Sanford Health Opens First-in-the-Nation Trial to Treat COVID-19 with Stem Cells
Sep 09, 2020 11:10AM
By MED Magazine
Sanford Health, the largest provider of rural healthcare in the country, today announced it has opened a Phase 1/2a trial using umbilical cord lining stem cells (ULSCs) to treat patients with moderate to severe cases of COVID-19, both prior to being placed on a ventilator as well as after requiring ventilator support. The study is the first of its kind in the U.S.

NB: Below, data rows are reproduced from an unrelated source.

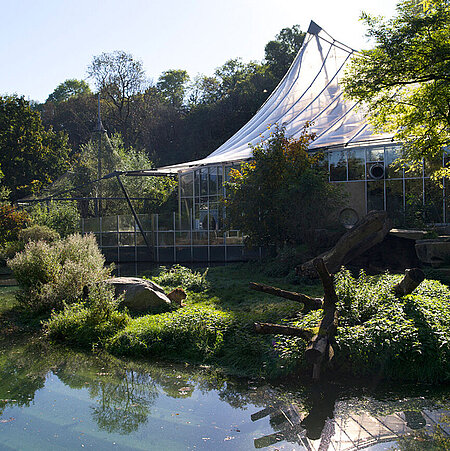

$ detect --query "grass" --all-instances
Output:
[4,263,450,382]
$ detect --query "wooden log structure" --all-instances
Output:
[250,257,425,381]
[255,323,313,341]
[305,258,338,380]
[297,211,391,278]
[249,282,322,311]
[394,268,425,298]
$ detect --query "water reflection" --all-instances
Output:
[0,338,450,450]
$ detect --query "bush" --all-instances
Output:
[276,269,450,382]
[30,201,81,237]
[19,225,61,243]
[44,283,130,347]
[0,241,25,266]
[8,235,111,311]
[0,204,31,244]
[149,265,209,293]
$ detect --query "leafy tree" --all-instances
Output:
[343,0,450,173]
[264,25,305,79]
[40,92,98,152]
[47,78,91,103]
[48,134,176,216]
[226,127,342,248]
[88,50,145,142]
[0,96,70,200]
[156,69,189,108]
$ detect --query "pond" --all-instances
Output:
[0,337,450,450]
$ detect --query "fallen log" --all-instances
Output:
[249,282,322,310]
[297,211,391,278]
[394,268,425,298]
[255,323,313,341]
[305,258,338,380]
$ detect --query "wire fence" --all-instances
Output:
[81,212,263,263]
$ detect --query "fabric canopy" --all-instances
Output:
[137,22,392,177]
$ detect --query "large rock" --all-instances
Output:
[106,277,171,312]
[416,237,450,268]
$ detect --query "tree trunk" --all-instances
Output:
[305,258,338,380]
[297,211,391,278]
[394,268,425,298]
[249,282,322,311]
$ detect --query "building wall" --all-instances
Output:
[179,144,450,231]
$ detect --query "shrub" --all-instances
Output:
[44,283,129,347]
[19,225,61,243]
[0,204,31,243]
[0,241,25,266]
[149,265,209,292]
[30,201,80,237]
[8,235,111,311]
[109,306,233,359]
[276,269,450,382]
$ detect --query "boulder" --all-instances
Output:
[167,288,186,307]
[106,277,171,312]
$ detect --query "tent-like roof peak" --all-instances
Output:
[151,21,392,176]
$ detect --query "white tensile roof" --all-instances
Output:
[142,22,392,177]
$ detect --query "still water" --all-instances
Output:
[0,338,450,451]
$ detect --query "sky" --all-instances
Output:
[0,0,396,102]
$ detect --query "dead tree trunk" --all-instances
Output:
[394,268,425,298]
[305,258,338,380]
[249,282,322,311]
[255,257,425,381]
[297,211,390,278]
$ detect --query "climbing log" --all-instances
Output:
[249,282,322,311]
[394,268,425,298]
[305,258,338,380]
[297,211,391,278]
[255,323,313,341]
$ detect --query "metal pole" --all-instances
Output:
[115,174,153,251]
[97,93,103,216]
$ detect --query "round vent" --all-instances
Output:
[369,163,384,180]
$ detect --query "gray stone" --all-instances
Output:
[416,238,450,268]
[106,277,171,312]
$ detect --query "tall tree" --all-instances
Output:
[226,127,342,247]
[264,25,305,79]
[156,69,189,108]
[88,50,145,142]
[0,96,70,200]
[47,78,91,103]
[343,0,450,174]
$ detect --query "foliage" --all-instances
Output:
[0,204,31,244]
[8,235,111,312]
[110,306,232,358]
[19,225,61,243]
[57,134,176,216]
[276,269,450,382]
[0,241,25,266]
[156,69,189,108]
[343,0,450,175]
[47,78,91,103]
[88,50,145,139]
[149,265,209,292]
[225,126,342,247]
[264,25,306,78]
[0,96,70,200]
[44,283,129,347]
[30,201,81,238]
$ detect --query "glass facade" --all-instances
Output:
[82,144,450,262]
[180,144,450,231]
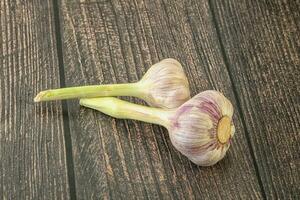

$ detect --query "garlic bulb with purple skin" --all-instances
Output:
[34,58,190,108]
[80,90,235,166]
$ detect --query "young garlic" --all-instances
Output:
[34,58,190,108]
[80,90,235,166]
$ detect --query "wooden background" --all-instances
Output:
[0,0,300,199]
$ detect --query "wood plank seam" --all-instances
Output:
[208,0,267,199]
[53,0,76,200]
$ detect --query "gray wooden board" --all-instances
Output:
[210,0,300,199]
[60,0,262,199]
[0,0,69,199]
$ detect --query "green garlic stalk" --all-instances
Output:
[80,90,235,166]
[34,58,190,108]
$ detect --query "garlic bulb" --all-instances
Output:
[80,90,235,166]
[34,58,190,108]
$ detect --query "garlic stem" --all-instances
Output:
[79,97,175,129]
[34,82,143,102]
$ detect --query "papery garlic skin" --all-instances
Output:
[80,90,235,166]
[169,90,235,166]
[139,58,191,108]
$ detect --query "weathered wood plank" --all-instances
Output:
[0,0,69,199]
[61,0,261,199]
[212,0,300,199]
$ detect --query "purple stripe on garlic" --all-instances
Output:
[80,90,235,166]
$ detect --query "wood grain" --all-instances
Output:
[60,0,262,199]
[212,0,300,199]
[0,0,69,199]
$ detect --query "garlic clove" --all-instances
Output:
[170,90,235,166]
[140,58,191,108]
[80,90,235,166]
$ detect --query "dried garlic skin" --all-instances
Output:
[169,90,235,166]
[139,58,191,108]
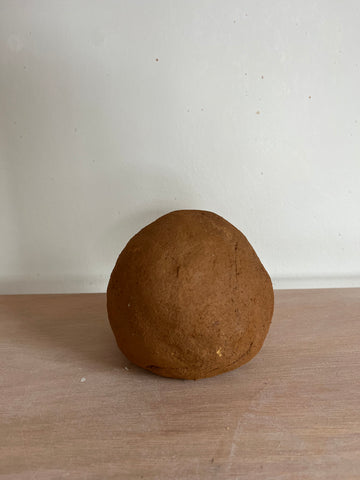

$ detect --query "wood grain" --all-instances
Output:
[0,289,360,480]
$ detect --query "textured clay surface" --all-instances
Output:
[107,210,274,379]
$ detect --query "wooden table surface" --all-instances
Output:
[0,289,360,480]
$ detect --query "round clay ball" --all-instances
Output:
[107,210,274,379]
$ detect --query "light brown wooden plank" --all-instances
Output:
[0,289,360,480]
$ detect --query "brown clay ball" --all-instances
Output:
[107,210,274,379]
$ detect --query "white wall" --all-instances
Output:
[0,0,360,293]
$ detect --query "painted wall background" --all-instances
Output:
[0,0,360,293]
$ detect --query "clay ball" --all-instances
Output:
[107,210,274,379]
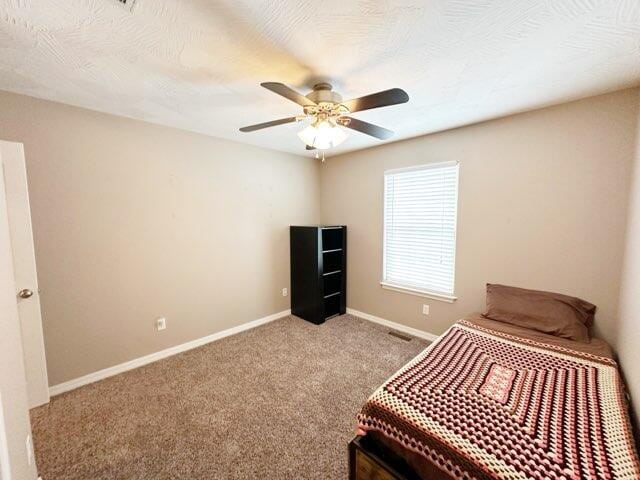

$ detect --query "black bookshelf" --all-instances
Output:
[290,225,347,324]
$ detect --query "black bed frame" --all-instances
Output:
[349,435,421,480]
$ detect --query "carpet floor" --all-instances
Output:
[31,315,428,480]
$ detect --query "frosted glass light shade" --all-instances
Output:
[298,120,347,150]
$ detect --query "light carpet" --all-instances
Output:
[31,315,428,480]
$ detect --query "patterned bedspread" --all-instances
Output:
[358,320,640,479]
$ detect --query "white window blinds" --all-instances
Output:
[382,162,458,297]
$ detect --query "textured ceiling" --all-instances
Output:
[0,0,640,155]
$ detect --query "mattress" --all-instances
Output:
[358,315,640,479]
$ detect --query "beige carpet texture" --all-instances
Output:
[31,315,428,480]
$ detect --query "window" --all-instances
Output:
[381,162,458,301]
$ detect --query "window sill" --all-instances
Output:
[380,282,458,303]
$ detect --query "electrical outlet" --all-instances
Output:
[26,435,33,465]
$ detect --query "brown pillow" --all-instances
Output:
[484,283,596,343]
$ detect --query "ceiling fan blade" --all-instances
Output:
[260,82,316,107]
[240,117,300,132]
[342,88,409,112]
[345,117,393,140]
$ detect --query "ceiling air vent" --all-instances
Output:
[111,0,136,11]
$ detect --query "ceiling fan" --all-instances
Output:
[240,82,409,150]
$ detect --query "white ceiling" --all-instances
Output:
[0,0,640,155]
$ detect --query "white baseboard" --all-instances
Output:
[347,308,439,342]
[49,310,291,397]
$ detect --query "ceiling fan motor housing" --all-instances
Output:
[306,83,342,105]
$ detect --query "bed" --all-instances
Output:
[350,284,640,480]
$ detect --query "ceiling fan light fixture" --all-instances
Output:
[298,120,347,150]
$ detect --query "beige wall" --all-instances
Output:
[613,91,640,425]
[0,93,319,385]
[321,89,638,340]
[0,144,36,480]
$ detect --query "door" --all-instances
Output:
[0,141,49,408]
[0,142,37,480]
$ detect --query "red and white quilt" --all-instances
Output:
[358,320,640,480]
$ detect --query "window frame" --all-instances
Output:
[380,160,460,303]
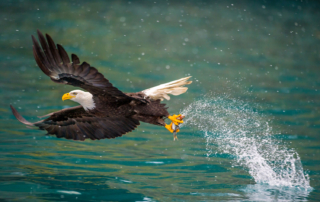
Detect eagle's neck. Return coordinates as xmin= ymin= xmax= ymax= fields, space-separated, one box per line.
xmin=77 ymin=92 xmax=96 ymax=111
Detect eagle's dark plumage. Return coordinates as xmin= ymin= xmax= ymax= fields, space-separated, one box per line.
xmin=10 ymin=30 xmax=191 ymax=140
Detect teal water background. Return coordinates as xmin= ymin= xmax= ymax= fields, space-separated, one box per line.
xmin=0 ymin=0 xmax=320 ymax=201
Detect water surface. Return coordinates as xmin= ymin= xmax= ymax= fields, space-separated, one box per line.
xmin=0 ymin=1 xmax=320 ymax=201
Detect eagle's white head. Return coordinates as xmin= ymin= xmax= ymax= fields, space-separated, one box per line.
xmin=62 ymin=90 xmax=96 ymax=110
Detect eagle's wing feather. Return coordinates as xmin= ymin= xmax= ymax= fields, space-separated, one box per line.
xmin=10 ymin=106 xmax=140 ymax=141
xmin=32 ymin=30 xmax=131 ymax=101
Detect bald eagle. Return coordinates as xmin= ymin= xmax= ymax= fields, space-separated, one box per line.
xmin=10 ymin=30 xmax=192 ymax=141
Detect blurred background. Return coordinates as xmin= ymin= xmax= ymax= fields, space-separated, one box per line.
xmin=0 ymin=0 xmax=320 ymax=201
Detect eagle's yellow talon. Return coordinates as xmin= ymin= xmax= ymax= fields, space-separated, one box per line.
xmin=173 ymin=134 xmax=178 ymax=141
xmin=164 ymin=123 xmax=173 ymax=133
xmin=164 ymin=114 xmax=184 ymax=141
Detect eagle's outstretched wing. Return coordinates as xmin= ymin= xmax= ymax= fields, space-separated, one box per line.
xmin=32 ymin=30 xmax=131 ymax=101
xmin=10 ymin=105 xmax=140 ymax=141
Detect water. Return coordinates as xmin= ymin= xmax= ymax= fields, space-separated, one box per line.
xmin=181 ymin=95 xmax=312 ymax=200
xmin=0 ymin=0 xmax=320 ymax=201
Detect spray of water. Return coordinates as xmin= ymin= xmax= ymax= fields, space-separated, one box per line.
xmin=181 ymin=96 xmax=310 ymax=189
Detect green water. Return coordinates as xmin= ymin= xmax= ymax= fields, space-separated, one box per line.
xmin=0 ymin=0 xmax=320 ymax=201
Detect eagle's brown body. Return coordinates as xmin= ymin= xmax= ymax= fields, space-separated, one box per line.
xmin=11 ymin=31 xmax=191 ymax=140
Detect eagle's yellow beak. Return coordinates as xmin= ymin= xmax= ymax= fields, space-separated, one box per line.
xmin=62 ymin=93 xmax=76 ymax=101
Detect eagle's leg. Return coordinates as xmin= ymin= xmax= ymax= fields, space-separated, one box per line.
xmin=165 ymin=114 xmax=184 ymax=140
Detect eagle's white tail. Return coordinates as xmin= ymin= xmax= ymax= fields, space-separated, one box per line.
xmin=142 ymin=76 xmax=192 ymax=100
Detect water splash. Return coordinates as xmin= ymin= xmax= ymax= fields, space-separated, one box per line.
xmin=181 ymin=96 xmax=310 ymax=189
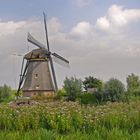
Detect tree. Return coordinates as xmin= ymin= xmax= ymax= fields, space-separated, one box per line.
xmin=104 ymin=78 xmax=125 ymax=102
xmin=0 ymin=84 xmax=11 ymax=102
xmin=63 ymin=77 xmax=82 ymax=101
xmin=83 ymin=76 xmax=103 ymax=90
xmin=126 ymin=73 xmax=140 ymax=94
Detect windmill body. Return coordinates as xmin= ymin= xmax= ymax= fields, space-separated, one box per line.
xmin=22 ymin=49 xmax=55 ymax=97
xmin=17 ymin=13 xmax=69 ymax=97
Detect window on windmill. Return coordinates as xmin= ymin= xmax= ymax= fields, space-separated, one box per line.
xmin=35 ymin=85 xmax=39 ymax=89
xmin=35 ymin=74 xmax=38 ymax=79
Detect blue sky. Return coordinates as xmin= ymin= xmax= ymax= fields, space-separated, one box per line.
xmin=0 ymin=0 xmax=140 ymax=88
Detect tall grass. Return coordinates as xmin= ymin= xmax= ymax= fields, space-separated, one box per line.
xmin=0 ymin=101 xmax=140 ymax=140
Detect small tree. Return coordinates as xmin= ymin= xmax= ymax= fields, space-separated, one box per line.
xmin=104 ymin=78 xmax=125 ymax=102
xmin=83 ymin=76 xmax=103 ymax=90
xmin=126 ymin=73 xmax=140 ymax=94
xmin=0 ymin=84 xmax=11 ymax=102
xmin=63 ymin=77 xmax=82 ymax=101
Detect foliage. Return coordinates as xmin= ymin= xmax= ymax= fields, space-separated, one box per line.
xmin=83 ymin=76 xmax=103 ymax=90
xmin=103 ymin=78 xmax=125 ymax=102
xmin=126 ymin=73 xmax=140 ymax=95
xmin=79 ymin=92 xmax=96 ymax=105
xmin=55 ymin=88 xmax=67 ymax=100
xmin=0 ymin=84 xmax=12 ymax=102
xmin=63 ymin=77 xmax=82 ymax=101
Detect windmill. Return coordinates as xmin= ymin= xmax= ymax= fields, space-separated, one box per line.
xmin=17 ymin=13 xmax=69 ymax=97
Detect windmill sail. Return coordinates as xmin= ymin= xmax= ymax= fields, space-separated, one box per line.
xmin=43 ymin=12 xmax=58 ymax=91
xmin=27 ymin=33 xmax=46 ymax=49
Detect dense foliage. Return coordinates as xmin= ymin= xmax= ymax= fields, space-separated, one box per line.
xmin=83 ymin=76 xmax=103 ymax=91
xmin=63 ymin=77 xmax=82 ymax=101
xmin=0 ymin=101 xmax=140 ymax=140
xmin=0 ymin=84 xmax=13 ymax=102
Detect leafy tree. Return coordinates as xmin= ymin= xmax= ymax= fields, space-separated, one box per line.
xmin=0 ymin=84 xmax=11 ymax=102
xmin=104 ymin=78 xmax=125 ymax=102
xmin=63 ymin=77 xmax=82 ymax=101
xmin=126 ymin=73 xmax=140 ymax=94
xmin=83 ymin=76 xmax=103 ymax=90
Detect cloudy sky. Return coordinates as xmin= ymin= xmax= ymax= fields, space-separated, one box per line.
xmin=0 ymin=0 xmax=140 ymax=88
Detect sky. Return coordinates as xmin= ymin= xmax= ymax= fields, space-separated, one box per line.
xmin=0 ymin=0 xmax=140 ymax=88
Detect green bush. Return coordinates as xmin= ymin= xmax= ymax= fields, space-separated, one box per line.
xmin=79 ymin=93 xmax=96 ymax=105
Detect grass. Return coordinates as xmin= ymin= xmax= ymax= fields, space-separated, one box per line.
xmin=0 ymin=101 xmax=140 ymax=140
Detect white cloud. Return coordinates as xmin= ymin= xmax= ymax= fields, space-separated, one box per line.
xmin=74 ymin=0 xmax=91 ymax=7
xmin=70 ymin=21 xmax=93 ymax=37
xmin=96 ymin=5 xmax=140 ymax=30
xmin=0 ymin=21 xmax=26 ymax=36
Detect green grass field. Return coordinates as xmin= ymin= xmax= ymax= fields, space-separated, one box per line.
xmin=0 ymin=101 xmax=140 ymax=140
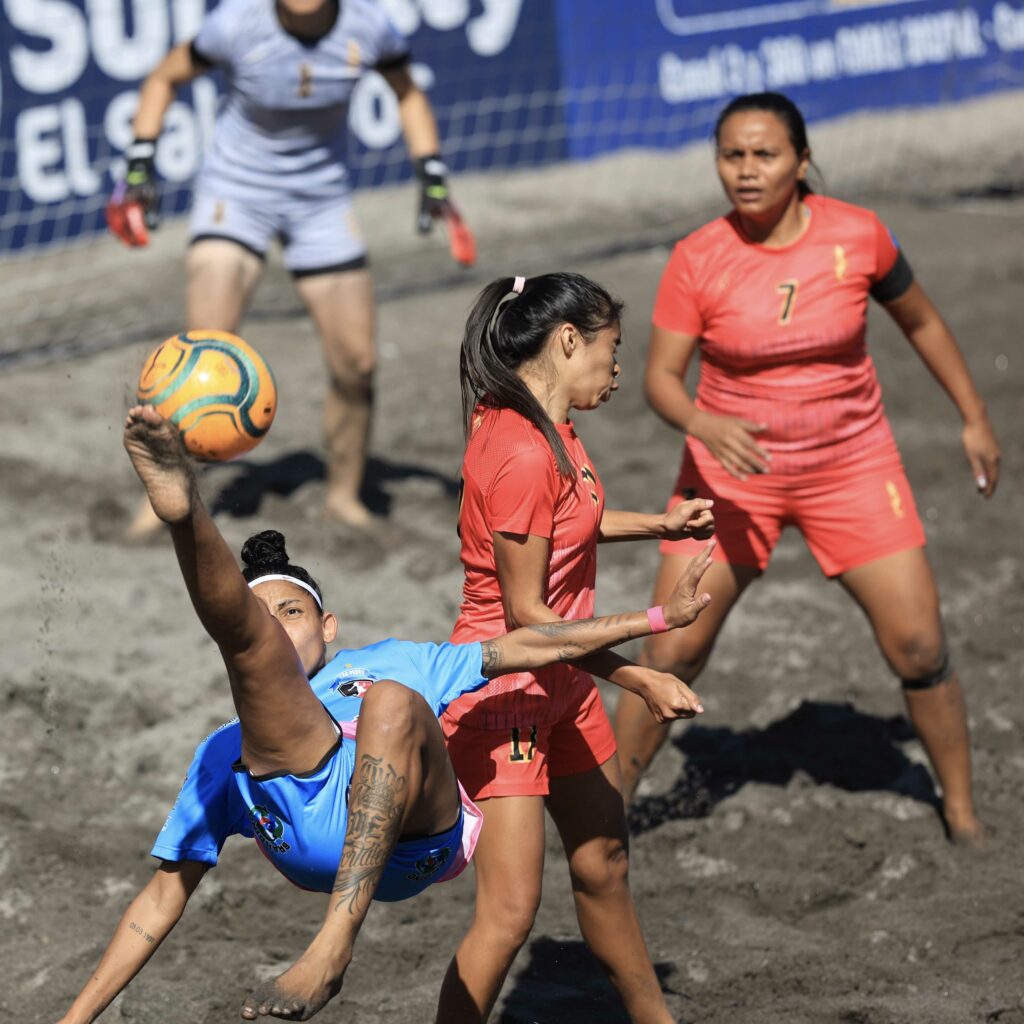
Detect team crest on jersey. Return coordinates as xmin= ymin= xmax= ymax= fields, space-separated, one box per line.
xmin=833 ymin=246 xmax=846 ymax=281
xmin=249 ymin=804 xmax=292 ymax=853
xmin=407 ymin=847 xmax=452 ymax=882
xmin=331 ymin=665 xmax=380 ymax=697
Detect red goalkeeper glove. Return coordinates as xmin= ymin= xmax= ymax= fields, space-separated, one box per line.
xmin=106 ymin=138 xmax=160 ymax=247
xmin=416 ymin=155 xmax=476 ymax=266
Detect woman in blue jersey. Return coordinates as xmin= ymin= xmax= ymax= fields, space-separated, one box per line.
xmin=56 ymin=406 xmax=712 ymax=1024
xmin=109 ymin=0 xmax=460 ymax=537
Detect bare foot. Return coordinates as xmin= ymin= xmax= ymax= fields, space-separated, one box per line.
xmin=122 ymin=498 xmax=164 ymax=544
xmin=124 ymin=406 xmax=196 ymax=522
xmin=943 ymin=810 xmax=988 ymax=850
xmin=242 ymin=959 xmax=344 ymax=1021
xmin=324 ymin=492 xmax=377 ymax=529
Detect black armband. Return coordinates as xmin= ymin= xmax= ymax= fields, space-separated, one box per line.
xmin=374 ymin=50 xmax=413 ymax=71
xmin=188 ymin=39 xmax=214 ymax=68
xmin=871 ymin=249 xmax=913 ymax=305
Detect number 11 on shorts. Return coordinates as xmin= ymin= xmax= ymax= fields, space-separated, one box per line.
xmin=775 ymin=281 xmax=800 ymax=324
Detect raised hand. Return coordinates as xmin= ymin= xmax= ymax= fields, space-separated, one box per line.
xmin=662 ymin=541 xmax=715 ymax=629
xmin=634 ymin=669 xmax=703 ymax=722
xmin=662 ymin=498 xmax=715 ymax=541
xmin=106 ymin=139 xmax=160 ymax=248
xmin=961 ymin=416 xmax=999 ymax=498
xmin=686 ymin=411 xmax=771 ymax=480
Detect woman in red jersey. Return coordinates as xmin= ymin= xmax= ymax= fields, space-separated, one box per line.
xmin=437 ymin=273 xmax=713 ymax=1024
xmin=615 ymin=93 xmax=999 ymax=842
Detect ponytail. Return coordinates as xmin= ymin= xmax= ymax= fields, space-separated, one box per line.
xmin=459 ymin=273 xmax=623 ymax=477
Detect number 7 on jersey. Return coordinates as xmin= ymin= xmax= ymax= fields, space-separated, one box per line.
xmin=775 ymin=281 xmax=800 ymax=324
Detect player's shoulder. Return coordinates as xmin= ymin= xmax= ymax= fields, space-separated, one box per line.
xmin=466 ymin=407 xmax=549 ymax=454
xmin=193 ymin=718 xmax=242 ymax=770
xmin=342 ymin=0 xmax=400 ymax=35
xmin=804 ymin=193 xmax=879 ymax=230
xmin=201 ymin=0 xmax=268 ymax=31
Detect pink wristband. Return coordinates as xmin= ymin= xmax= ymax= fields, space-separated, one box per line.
xmin=647 ymin=604 xmax=669 ymax=633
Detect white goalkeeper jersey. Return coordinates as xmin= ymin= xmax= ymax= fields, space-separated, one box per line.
xmin=193 ymin=0 xmax=409 ymax=200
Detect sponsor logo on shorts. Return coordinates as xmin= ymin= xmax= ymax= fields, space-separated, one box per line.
xmin=509 ymin=725 xmax=537 ymax=764
xmin=331 ymin=664 xmax=378 ymax=697
xmin=406 ymin=847 xmax=452 ymax=882
xmin=886 ymin=480 xmax=906 ymax=519
xmin=833 ymin=246 xmax=846 ymax=281
xmin=249 ymin=804 xmax=292 ymax=853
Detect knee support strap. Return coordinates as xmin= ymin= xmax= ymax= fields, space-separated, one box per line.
xmin=900 ymin=652 xmax=953 ymax=690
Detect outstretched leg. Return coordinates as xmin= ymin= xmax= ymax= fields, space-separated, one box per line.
xmin=125 ymin=239 xmax=263 ymax=543
xmin=242 ymin=680 xmax=459 ymax=1021
xmin=615 ymin=555 xmax=760 ymax=805
xmin=124 ymin=406 xmax=337 ymax=774
xmin=840 ymin=548 xmax=984 ymax=845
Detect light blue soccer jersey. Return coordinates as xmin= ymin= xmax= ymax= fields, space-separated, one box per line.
xmin=151 ymin=640 xmax=487 ymax=895
xmin=193 ymin=0 xmax=409 ymax=201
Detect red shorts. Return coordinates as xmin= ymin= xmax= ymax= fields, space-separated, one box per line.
xmin=660 ymin=445 xmax=925 ymax=577
xmin=441 ymin=686 xmax=615 ymax=800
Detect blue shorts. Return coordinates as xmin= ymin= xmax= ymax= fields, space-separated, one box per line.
xmin=234 ymin=722 xmax=482 ymax=902
xmin=188 ymin=189 xmax=367 ymax=278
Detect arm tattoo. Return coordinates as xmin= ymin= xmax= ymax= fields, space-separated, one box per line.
xmin=526 ymin=614 xmax=634 ymax=662
xmin=480 ymin=640 xmax=505 ymax=676
xmin=333 ymin=754 xmax=408 ymax=916
xmin=128 ymin=921 xmax=157 ymax=943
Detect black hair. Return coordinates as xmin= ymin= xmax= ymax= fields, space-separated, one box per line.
xmin=242 ymin=529 xmax=324 ymax=607
xmin=715 ymin=92 xmax=817 ymax=199
xmin=459 ymin=273 xmax=623 ymax=476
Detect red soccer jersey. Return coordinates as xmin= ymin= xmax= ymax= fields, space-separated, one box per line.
xmin=447 ymin=408 xmax=604 ymax=729
xmin=653 ymin=195 xmax=899 ymax=473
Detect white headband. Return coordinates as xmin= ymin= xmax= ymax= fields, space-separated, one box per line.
xmin=249 ymin=572 xmax=324 ymax=611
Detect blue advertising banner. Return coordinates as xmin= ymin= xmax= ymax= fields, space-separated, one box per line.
xmin=0 ymin=0 xmax=1024 ymax=253
xmin=559 ymin=0 xmax=1024 ymax=159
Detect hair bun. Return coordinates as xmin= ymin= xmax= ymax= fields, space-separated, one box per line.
xmin=242 ymin=529 xmax=288 ymax=571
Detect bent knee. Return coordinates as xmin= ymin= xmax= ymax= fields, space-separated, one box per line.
xmin=886 ymin=632 xmax=949 ymax=680
xmin=475 ymin=890 xmax=541 ymax=953
xmin=644 ymin=631 xmax=712 ymax=683
xmin=569 ymin=839 xmax=630 ymax=896
xmin=331 ymin=352 xmax=377 ymax=398
xmin=359 ymin=679 xmax=436 ymax=734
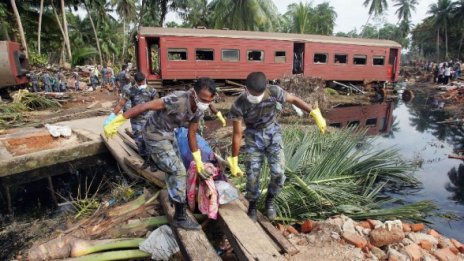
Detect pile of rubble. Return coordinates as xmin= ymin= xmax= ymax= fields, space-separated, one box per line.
xmin=278 ymin=215 xmax=464 ymax=261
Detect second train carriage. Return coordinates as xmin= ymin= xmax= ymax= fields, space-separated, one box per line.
xmin=136 ymin=27 xmax=401 ymax=88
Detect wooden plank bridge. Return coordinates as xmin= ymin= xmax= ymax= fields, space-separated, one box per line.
xmin=102 ymin=130 xmax=298 ymax=261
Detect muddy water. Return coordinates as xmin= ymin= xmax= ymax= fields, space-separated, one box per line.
xmin=328 ymin=91 xmax=464 ymax=241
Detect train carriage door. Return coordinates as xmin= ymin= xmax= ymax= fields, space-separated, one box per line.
xmin=293 ymin=43 xmax=305 ymax=74
xmin=388 ymin=48 xmax=398 ymax=81
xmin=147 ymin=37 xmax=162 ymax=79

“We’re committed to bringing the best treatments and discoveries to our patients first,” said David A. Pearce, PhD, president of innovation and research at Sanford Health. “We are thrilled to be the first health system in the country to open this trial and offer access to a novel treatment option to our patients with severe cases of COVID-19.”
The randomized, placebo-controlled and blinded study will look at whether infusing patients with ULSCs may be a safe and effective treatment for COVID-19. The trial also aims to identify the population that will benefit most optimally by enrolling patients with moderate to severe COVID-19.
“We are optimistic about the potential improvement with this treatment,” said Dr. W. Chad Spanos, MD, principal investigator of the clinical trial at Sanford Health. “We look forward to enrolling more patients onto this trial and bringing promising new treatment options to our patients’ bedside in the future.”
The trial has already enrolled five patients at Sanford USD Medical Center in Sioux Falls, South Dakota and may expand to Fargo, North Dakota.
“It’s a pleasure to work with Sanford Health and their team of professionals,” said Dr. Rafael Gonzalez, senior vice president of research & development for RESTEM. “We have spent many years researching the properties of ULSCs in order to assure we are delivering the best quality cells that may provide a robust response. We look forward to the results of the study.”
RESTEM’s cells are grown from umbilical cord tissue by a proprietary process that allows millions of doses to be replicated rapidly.